The tails of butterflies vary from one species to another: some have large lobes below the hindwing; ; others have just a short protrusion. Still others have long tails that are thin strands with crooked cuplike ends. In 2015, sensory ecologist Jesse Barber of Boise State University in Idaho and her colleagues discovered that some silk butterflies use their tails to confuse bat predators. Now, graduate student Juliette Rubin has shown what makes tails so effective.

Working with three species of nocturnal butterflies: the luna, the African moon and the polyphemus, Rubin shortened or cut out some of their hindwings and stuck them longer. form tails to others. She then tied the moths to a string hanging atop a large cage and released a large, brown bat ( Eptesicus fuscus ) inside. She used cameras and high-speed microphones to record the fight that ensued.

Tailless mites (such as polyphem) were an easy career for bats, escaping only 27% of the time, report today Rubin, Barber and his colleagues in Science Advances . But when Rubin enlarged the polyphemus lobe, twice more escaped the bat sonar or the echolocation system.

Bats chasing long-tailed African moths took a tail bite 75% of the time. Shorten the tail, and the African moon mites escaped only 45% of the time.
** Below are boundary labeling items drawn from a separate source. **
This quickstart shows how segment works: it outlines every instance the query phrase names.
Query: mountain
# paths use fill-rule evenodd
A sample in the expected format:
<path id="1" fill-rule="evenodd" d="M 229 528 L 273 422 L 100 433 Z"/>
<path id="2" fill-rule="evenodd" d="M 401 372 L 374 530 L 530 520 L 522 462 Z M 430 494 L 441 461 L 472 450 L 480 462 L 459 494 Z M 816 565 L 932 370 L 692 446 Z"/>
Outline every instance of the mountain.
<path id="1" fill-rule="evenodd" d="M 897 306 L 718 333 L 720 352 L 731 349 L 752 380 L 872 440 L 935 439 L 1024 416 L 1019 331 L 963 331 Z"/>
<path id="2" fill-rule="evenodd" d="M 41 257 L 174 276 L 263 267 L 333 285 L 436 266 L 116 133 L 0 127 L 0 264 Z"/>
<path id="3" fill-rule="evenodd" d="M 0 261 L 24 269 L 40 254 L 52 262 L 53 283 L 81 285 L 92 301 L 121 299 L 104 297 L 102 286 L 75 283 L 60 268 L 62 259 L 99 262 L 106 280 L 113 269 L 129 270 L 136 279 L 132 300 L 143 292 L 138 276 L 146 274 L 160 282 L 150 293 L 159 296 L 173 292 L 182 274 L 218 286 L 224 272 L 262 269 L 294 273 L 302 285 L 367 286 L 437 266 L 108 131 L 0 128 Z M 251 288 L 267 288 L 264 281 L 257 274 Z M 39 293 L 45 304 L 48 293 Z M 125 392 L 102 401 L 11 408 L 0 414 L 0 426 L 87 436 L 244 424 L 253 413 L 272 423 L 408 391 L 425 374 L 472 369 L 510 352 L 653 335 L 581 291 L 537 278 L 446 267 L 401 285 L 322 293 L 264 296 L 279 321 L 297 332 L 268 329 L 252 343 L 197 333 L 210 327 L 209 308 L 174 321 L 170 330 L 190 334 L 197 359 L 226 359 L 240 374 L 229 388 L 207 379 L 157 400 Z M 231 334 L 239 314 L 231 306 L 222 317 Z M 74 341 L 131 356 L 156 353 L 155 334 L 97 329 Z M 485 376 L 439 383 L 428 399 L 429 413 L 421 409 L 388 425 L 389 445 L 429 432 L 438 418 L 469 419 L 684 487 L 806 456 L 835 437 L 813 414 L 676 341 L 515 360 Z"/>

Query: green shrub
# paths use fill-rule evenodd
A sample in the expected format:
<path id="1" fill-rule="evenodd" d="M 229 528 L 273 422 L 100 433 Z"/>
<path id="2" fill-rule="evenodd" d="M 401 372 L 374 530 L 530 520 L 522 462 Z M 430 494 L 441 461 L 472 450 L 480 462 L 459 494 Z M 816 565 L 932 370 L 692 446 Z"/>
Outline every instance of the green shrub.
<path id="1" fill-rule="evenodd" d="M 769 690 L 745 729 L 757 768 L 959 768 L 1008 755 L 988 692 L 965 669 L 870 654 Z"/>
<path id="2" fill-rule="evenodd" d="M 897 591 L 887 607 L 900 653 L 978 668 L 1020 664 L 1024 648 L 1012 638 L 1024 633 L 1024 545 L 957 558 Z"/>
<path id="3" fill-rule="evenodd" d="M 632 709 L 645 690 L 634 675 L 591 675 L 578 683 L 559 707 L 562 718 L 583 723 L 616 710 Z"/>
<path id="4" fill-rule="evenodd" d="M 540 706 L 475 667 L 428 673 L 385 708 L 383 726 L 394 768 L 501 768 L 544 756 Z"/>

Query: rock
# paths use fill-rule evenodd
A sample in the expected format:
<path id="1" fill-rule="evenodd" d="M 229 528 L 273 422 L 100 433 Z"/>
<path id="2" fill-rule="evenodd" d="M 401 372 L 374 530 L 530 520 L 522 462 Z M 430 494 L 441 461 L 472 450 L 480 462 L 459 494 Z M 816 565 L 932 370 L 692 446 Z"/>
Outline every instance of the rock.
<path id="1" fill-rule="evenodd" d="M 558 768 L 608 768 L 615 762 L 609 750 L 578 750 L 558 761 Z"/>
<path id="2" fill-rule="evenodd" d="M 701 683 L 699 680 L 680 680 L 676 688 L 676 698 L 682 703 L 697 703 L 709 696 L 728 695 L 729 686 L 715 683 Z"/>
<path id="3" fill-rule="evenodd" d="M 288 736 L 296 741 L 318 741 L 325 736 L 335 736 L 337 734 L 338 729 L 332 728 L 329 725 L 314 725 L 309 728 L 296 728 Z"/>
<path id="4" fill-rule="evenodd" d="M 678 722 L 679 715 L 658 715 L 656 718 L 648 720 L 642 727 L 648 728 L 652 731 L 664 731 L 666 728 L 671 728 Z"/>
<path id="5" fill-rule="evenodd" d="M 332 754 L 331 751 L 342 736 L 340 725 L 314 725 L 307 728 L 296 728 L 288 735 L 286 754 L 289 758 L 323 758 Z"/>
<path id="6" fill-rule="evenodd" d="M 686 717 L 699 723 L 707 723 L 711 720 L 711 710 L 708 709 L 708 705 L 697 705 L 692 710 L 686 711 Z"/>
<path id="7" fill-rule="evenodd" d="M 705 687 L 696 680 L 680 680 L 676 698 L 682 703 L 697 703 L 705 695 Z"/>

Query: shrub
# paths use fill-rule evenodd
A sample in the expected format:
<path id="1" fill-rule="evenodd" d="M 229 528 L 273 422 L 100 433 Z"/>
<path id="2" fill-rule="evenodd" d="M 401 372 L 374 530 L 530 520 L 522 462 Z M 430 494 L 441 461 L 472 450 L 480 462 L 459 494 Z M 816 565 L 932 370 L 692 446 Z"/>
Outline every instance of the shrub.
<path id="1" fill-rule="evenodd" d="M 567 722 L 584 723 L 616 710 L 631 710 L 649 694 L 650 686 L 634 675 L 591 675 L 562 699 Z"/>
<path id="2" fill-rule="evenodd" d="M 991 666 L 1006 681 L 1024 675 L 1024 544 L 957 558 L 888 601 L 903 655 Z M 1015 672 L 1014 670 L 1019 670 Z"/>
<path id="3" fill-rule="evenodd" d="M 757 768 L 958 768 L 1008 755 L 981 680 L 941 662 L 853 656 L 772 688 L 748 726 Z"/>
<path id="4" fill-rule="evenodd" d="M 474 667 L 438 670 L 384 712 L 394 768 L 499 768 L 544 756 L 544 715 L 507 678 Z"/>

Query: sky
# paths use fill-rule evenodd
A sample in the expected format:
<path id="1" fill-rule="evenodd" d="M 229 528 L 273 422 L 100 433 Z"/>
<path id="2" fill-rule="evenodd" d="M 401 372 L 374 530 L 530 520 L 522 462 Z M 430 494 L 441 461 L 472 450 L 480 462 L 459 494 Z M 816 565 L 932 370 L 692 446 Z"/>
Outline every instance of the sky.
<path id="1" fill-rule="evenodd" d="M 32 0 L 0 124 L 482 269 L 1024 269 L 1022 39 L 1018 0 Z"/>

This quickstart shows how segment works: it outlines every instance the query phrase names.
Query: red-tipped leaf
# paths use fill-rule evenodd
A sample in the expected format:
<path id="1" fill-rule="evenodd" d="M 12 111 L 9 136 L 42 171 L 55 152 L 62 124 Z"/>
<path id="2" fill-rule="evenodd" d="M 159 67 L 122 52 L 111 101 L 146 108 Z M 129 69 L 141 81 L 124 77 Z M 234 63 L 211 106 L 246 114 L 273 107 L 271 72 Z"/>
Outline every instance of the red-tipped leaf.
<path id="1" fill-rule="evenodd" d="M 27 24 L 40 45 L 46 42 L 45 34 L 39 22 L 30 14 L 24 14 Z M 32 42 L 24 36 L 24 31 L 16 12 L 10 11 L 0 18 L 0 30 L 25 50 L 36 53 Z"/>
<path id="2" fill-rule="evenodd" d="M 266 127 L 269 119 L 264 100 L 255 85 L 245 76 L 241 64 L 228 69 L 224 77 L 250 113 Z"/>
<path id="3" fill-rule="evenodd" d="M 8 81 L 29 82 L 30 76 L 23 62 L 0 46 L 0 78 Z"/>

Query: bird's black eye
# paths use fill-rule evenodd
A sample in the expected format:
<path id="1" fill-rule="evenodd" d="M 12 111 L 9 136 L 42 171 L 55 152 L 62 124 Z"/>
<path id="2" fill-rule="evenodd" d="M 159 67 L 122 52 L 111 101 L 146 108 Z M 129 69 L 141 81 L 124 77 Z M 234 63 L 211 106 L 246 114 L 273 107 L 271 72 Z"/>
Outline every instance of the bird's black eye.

With no tail at all, this percentage dropped to 34%. When Rubin built a family tree of moths and their parents, she realized that long tails had evolved independently several times. "The authors have demonstrated a powerful approach to understanding the diversity of forms of the moth," says Aaron Corcoran, an animal ecologist at Wake Forest University in Winston-. Salem, NC, who was not involved in the job. "There seems to be many ways to deceive the echolocation system of a bat." The study also revealed how difficult it was for bats to bypass this deception, he added. "The fact that the bats in the study never learned how to catch these mites, despite the time needed to do so, shows how much this blind spot is wired into the perception of the bald mouse."

Robotics, explains Martin How, sensory ecologist at the University of Bristol in the UK. Because the study examined bat flying fights on such a fine scale, the results could help engineers design "bio-inspired technologies for the future," he says, including flying drones skillfully.